The underwriters for the public offering have been granted a 30-day option to purchase up to 600,000 additional shares of 6.90% Series E Cumulative Redeemable Preferred Shares to cover over-allotments, if any. The Company intends to file an application to list the 6.90% Series E Cumulative Redeemable Preferred Shares on the New York Stock Exchange. Trading of the 6.90% Series E Cumulative Redeemable Preferred Shares on the New York Stock Exchange is expected to begin within 30 days after the initial issuance of the 6.90% Series E Cumulative Redeemable Preferred Shares.
Merrill Lynch, Pierce, Fenner & Smith Incorporated and Citigroup are acting as the joint book-running managers of the offering. J.P. Morgan Securities LLC and RBC Capital Markets are acting as senior co-managers, and
Janney Montgomery Scott and PNC Capital Markets are acting as co-managers of the offering. The estimated net proceeds from the offering are expected to be approximately
$96.3 million, after deducting the underwriting discount and our estimated expenses, but before giving effect to any exercise of the underwriters' over-allotment option.

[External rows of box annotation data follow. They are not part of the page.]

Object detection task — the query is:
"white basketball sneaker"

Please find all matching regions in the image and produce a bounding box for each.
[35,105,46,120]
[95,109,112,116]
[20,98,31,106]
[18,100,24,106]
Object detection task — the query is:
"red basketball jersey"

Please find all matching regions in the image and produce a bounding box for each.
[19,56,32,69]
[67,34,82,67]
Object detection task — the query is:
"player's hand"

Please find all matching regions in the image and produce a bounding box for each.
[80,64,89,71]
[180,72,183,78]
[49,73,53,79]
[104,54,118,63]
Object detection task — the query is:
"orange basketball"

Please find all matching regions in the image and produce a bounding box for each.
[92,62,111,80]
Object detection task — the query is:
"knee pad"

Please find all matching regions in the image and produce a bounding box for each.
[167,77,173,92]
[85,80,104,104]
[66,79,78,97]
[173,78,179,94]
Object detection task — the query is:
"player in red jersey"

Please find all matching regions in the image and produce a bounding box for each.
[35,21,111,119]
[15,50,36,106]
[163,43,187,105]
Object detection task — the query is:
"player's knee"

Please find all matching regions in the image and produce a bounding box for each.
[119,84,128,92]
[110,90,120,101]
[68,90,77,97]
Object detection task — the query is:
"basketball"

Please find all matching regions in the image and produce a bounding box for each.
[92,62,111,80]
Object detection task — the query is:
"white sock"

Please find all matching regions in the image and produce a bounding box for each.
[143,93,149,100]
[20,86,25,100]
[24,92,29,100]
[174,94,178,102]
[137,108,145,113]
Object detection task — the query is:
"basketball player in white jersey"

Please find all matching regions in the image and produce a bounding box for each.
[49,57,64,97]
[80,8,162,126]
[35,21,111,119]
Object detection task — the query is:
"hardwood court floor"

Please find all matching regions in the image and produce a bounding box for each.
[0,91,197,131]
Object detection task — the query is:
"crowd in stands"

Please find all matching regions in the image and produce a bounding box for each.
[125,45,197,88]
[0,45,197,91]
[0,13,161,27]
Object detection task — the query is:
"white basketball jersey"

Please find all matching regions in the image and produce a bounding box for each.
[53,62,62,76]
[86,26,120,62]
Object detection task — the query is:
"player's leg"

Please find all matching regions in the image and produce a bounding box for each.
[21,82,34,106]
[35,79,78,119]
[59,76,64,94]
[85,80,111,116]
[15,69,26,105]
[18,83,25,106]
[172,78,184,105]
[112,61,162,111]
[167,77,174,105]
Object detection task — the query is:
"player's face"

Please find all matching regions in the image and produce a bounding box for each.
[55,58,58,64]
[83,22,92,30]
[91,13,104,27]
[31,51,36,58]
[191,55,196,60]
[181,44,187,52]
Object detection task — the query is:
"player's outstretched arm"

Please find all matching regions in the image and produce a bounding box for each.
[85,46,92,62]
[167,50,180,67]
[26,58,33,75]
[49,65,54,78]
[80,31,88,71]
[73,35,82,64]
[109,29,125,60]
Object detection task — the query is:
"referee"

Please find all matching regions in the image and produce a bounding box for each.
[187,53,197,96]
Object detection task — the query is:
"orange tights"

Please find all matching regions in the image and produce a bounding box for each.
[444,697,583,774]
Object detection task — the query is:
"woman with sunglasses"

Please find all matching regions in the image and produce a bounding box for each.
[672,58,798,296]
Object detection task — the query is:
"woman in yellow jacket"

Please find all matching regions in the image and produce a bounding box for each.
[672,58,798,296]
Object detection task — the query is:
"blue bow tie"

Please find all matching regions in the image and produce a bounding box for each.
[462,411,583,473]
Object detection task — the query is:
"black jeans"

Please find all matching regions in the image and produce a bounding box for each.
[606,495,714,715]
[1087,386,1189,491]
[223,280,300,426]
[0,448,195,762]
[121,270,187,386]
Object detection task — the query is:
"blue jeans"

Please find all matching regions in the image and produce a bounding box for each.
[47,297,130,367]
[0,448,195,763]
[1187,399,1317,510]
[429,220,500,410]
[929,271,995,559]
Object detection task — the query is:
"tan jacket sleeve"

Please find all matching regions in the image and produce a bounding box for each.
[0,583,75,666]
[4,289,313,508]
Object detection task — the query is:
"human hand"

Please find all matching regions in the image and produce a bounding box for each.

The Company intends to use the net proceeds from this offering to fund its previously announced redemption of all 2,000,000 shares of its outstanding 7.50% Series C Cumulative Redeemable Preferred Shares and for other general corporate purposes, which may include acquisitions, real estate development activities and repurchases or redemption of debt or other outstanding preferred shares.